The ambitious goal to halve the absolute number of chronically undernourished people between 1990 and 2015 has been met by 25 developing countries, but there is not enough time for the whole world to get there by next year, the report said.

Brazil, Indonesia and Malawi, among others, have already achieved another development goal of halving the undernourished proportion of their populations through investments policymaking in areas from agriculture to school meals.

But the agencies urged more efforts elsewhere, especially in sub-Saharan Africa and southern and western Asia, to reduce the hungry share of the population in developing countries to 11.7%, from 13.5% today, by the end of 2015.

“A world without hunger is possible in our lifetimes, but this report is also a call for action,” Cousin said.

Ebola, which has killed more than 2,400 people this year, endangered harvests and sent food prices soaring in West Africa, is rapidly creating a major food crisis there, Cousin said.

Ebola “is spiralling out of control,” Obama said in a speech at the federal Centers for Disease Control and Prevention. It’s more than a humanitarian crisis. It’s “a potential threat to global security,” Obama said.
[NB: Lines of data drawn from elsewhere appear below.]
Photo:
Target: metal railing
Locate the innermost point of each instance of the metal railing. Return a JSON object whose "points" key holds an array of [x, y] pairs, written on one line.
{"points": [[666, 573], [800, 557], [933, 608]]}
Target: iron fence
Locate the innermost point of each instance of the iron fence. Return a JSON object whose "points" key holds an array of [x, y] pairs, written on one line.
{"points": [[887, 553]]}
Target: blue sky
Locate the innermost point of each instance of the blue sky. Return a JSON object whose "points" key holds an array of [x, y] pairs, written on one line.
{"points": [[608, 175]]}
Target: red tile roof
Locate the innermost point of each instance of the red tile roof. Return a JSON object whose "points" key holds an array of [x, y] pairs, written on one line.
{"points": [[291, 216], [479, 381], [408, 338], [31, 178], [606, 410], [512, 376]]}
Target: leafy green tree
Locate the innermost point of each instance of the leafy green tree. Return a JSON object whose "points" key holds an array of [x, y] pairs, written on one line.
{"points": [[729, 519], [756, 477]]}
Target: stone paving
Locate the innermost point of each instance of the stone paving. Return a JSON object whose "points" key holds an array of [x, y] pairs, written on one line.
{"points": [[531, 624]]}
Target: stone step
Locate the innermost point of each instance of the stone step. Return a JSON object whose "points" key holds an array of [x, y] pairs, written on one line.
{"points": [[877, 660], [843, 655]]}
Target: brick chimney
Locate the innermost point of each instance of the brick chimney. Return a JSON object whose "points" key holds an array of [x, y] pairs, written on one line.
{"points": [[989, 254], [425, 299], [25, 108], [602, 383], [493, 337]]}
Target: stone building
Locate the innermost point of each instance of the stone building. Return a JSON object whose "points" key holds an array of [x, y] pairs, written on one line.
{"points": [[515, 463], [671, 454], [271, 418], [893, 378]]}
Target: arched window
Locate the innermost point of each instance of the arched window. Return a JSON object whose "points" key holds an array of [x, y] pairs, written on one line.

In other words, chaos is contagious. As Ebola spreads, it disrupts everything - transportation, commerce, government services, security. It is not hard to imagine how that instability could be exploited by militants or others intent on stirring trouble. That doesn’t stop in West Africa. When chaos spreads, no country is immune.

FAO has issued a food security alert for Liberia, Sierra Leone and Guinea, which were all net cereal importers even before the Ebola outbreak prompted border closures and quarantine zones, contributing to farm labour shortages.

Ongoing conflicts in Syria, South Sudan and the Central African Republic are preventing humanitarian efforts to help people affected, Cousin said, adding that WFP and other agencies needed an increase in donations.